I’m sure any Russian crewmembers on that aircraft that had any coffee sitting on their crew stations spilled it on their laps due to the rapid turn and equally rapid egress from the area.

BEagle
22nd Nov 2006, 06:47
The somewhat stuffy 'Thrombo' is up front in one of HM's finest F-4s. In the boot sits 'R2D2' (PPRuNer of this parish!). Taceval twitch is in the air - and the latest niff-naff to concernal the wheels is authentication procedures...

"Neat, Neat, Firebird 66 checking in C4404 Tiger Fast plus 20"

"Roger, vector blah, make angels blah blah..." comes a sweet voice from Neat.

"Firebird 66, roger, turning blah, climbing angels blah blah!"

"Shouldn't you authenticate, R2?", queries Thrombo.

"Authenticate? No need, mate - I've §hagged her!"

Even Thrombo saw the funny side!

ORAC
22nd Nov 2006, 07:23
Sometime in 1975 I was at Neatishead and was tasked to control a trial involving a trials Jag from Boscombe against an F4. IIRC it was an RWR trial and required the aircraft to be set up on 180x0 intercepts.

Time after time I tried to get it right, but they always seemed to drift off.

Then the CONEX (precursor to MC) rang from the bridge. She was married to a Jag pilot at Colt and had a suggestion. "Ask the Jag if he´s flying True or Magnetic".

Now the mighty Toom, like most jets of its era flew magnetic headings, but some new aircraft were just getting around to this new fangled True thingie, so it seemed like she might have hit on what was going wrong.

"Bluebird XX Neat, are you flying True or Magnetic headings, over?"

There was a pause for a few seconds, then the reply came back...

"Errr, I´m not sure really, I´m just flying up and down the lines on the map"......

brickhistory
22nd Nov 2006, 12:39
"Authenticate?
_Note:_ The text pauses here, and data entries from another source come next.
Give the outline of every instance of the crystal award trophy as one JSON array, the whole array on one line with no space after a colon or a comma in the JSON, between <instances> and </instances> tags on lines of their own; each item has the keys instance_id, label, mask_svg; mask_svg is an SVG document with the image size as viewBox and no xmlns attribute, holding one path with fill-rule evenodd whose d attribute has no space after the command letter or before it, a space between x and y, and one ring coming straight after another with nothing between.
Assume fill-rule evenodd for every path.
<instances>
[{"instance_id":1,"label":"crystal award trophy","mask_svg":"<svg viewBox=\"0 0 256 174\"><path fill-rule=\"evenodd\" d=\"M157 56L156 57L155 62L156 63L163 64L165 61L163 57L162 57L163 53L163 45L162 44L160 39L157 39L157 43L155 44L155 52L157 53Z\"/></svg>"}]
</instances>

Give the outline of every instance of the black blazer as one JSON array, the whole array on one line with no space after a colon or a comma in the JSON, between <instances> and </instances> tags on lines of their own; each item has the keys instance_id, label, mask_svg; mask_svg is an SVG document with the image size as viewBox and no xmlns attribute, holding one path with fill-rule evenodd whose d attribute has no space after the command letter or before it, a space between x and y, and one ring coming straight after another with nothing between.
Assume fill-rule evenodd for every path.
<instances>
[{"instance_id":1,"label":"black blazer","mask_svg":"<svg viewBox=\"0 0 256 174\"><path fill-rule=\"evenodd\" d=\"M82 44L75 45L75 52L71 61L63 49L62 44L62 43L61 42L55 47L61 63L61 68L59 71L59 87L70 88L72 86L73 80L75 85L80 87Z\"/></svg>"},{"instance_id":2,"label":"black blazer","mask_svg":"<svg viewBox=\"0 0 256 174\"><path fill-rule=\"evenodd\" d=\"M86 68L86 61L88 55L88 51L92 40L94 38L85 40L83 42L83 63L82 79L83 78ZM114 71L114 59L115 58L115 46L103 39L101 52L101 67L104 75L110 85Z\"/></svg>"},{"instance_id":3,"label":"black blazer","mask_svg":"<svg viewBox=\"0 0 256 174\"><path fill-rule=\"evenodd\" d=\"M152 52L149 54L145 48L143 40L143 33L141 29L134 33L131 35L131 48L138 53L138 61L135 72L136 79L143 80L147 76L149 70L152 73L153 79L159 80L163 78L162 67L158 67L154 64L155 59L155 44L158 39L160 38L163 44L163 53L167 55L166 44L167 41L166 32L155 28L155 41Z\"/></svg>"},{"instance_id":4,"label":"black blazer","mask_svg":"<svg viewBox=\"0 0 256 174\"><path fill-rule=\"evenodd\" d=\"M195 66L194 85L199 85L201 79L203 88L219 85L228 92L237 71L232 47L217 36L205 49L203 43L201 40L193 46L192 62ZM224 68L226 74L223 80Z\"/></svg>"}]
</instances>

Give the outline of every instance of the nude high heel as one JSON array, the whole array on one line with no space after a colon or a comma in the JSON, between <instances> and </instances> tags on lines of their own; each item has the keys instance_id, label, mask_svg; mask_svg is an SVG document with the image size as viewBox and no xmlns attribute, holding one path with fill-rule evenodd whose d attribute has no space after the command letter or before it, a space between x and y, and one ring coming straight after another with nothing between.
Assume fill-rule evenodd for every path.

No need, mate - I've §hagged her!"


Coffee, keyboard, unplanned results..................:ok:

Wensleydale
22nd Nov 2006, 16:35
Just after the Taliban were (theoretically) defeated in Afghanistan (early 2002), the E-3D received reports of possible hostile vehicles using a road in the remote regions of the country (yes, they're all remote there). The only suitable aircraft under control was a B-52 on CAS cap. He was therefore tasked with carrying out a "Recce between positions nn and nn".

He checked in again about 10 minutes later with a request to go off station as he had expended all his munitions. It transpired that he had "wrecked the road" as tasked. The word "Recce" was replaced by the full version that I cannot spell for all taskings shortly afterwards!

While I am on the subject of Americans who cannot speak English, there is the story of National Guard F-15 pilots calling for more help of an E-3D controller during a detachment to New Orleans. The controller advised "Factor Bandit". Our American cousins came back to the debrief incredibly impressed by the Brits' punchy control - they had heard the instruction as "F**k the Bandit" and permission to engage.

Finally, chinese whispers also happens to the Brits. On one 15 hour mission during the Afghanistan conflict, one of the crew members suffered "tummy troubles" during the long transit back to base. The request that medical assistance meet the aircraft was radioed back through ATC. The aircraft landed to be met by a sea of flashing blue lights at the end of the runway, and a medical team rushed on board with a crash cart. The hospital had received a report that one of the crew had SHOT himself!